Elsewhere he writes:
Given the high stakes of these nascent policy deliberations—the long-term health of children facing gender dysphoria—sound government usually benefits from more rather than less debate, more rather than less input, more rather than less consideration of fair-minded policy approaches. To permit legislatures on one side of the debate to have their say while silencing legislatures on the other side of the debate under the U.S. Constitution does not further these goals.
And finally:
All that would happen is that we would remove these trying policy choices from fifty state legislatures to one Supreme Court. Instead of the vigorous, sometimes frustrating, “arena of public debate and legislative action” across the country and instead of other options provided by fifty governors and fifty state courts, we would look to one judiciary to sort it all out. That is not how a constitutional democracy is supposed to work—or at least works best—when confronting evolving social norms and innovative medical options.
Sutton perfectly captures the proper role of the judiciary in our constitutional republic. Where the Constitution speaks, judges must boldly act and uphold the limits placed on the federal and state and governments. But where the Constitution is silent, courts must leave the issue to the states and the people.
Judges and State Legislatures Don’t Have to Bow to the Medical Community
District court judges who have struck down state laws prohibiting the medical transition of minors have repeatedly made the point that the medical establishment overwhelmingly believes these drugs to be safe and that state legislatures and judges must defer to the medical community.
Sutton’s opinion dispels these arguments. First, as he notes, there is hardly medical consensus over the safety and wisdom of treating minors with gender dysphoria with these drugs. Second, and even more critical, state legislatures can still prohibit these drugs even if the medical community generally supports them. While what doctors and medical associations think about using puberty blockers and cross-sex hormones to treat children with gender dysphoria is “surely relevant,” “it is not dispositive for the same reason we would not defer to a consensus among economists about the proper incentives for interpreting the impairment-of-contracts or takings clauses of the U.S. Constitution.”

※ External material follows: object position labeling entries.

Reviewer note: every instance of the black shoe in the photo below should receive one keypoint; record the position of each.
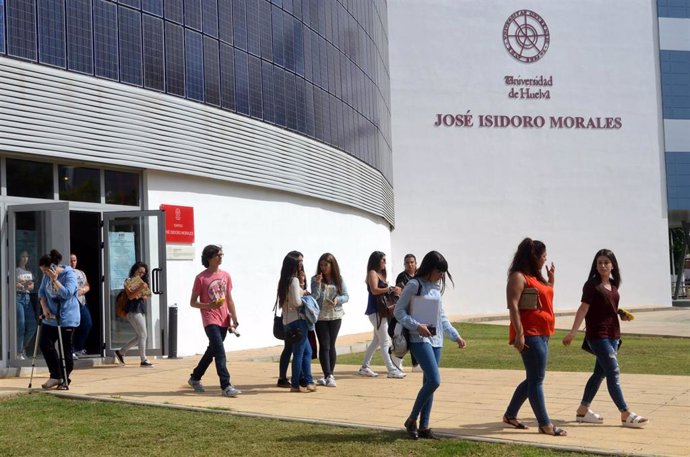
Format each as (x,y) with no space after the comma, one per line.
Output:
(411,428)
(426,434)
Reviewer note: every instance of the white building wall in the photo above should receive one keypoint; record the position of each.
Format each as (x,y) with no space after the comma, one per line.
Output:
(256,228)
(473,193)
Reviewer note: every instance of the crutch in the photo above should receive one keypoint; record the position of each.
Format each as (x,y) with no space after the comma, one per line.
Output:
(61,350)
(33,361)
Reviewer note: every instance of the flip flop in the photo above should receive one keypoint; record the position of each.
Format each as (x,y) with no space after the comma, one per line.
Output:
(556,431)
(514,423)
(635,421)
(590,417)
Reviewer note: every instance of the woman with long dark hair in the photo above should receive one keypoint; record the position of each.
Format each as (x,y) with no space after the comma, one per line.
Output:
(378,285)
(426,338)
(137,289)
(284,362)
(329,290)
(60,307)
(530,330)
(212,295)
(290,299)
(599,310)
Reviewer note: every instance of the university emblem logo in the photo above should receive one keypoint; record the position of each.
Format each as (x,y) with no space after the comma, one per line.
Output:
(526,36)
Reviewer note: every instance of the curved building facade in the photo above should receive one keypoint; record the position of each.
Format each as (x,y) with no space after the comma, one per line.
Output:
(271,119)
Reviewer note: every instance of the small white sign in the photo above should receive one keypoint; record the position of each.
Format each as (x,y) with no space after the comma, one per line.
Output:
(179,252)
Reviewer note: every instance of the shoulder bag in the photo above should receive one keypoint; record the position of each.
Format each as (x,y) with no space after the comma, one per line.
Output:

In other words, what the medical community believes about this issue does not trump the will of the people. The Constitution simply does not grant medical associations and doctors absolute authority over state legislatures. As Sutton correctly notes, “[T]he Constitution does not require [state legislatures] to view these treatments the same way as the majority of experts or to allow drugs for all uses simply because the FDA has approved them for some.”
The 6th Circuit’s opinion is well-reasoned and legally unassailable. It properly holds that states have the legal authority to prohibit minors from taking puberty blockers and cross-sex hormones to facilitate their medical transition. And it reminds federal judges and the American people of the proper forum for resolving this issue — the political process. May truth and justice prevail.
Ernie Walton is an assistant professor at Regent University School of Law in Virginia Beach, Virginia.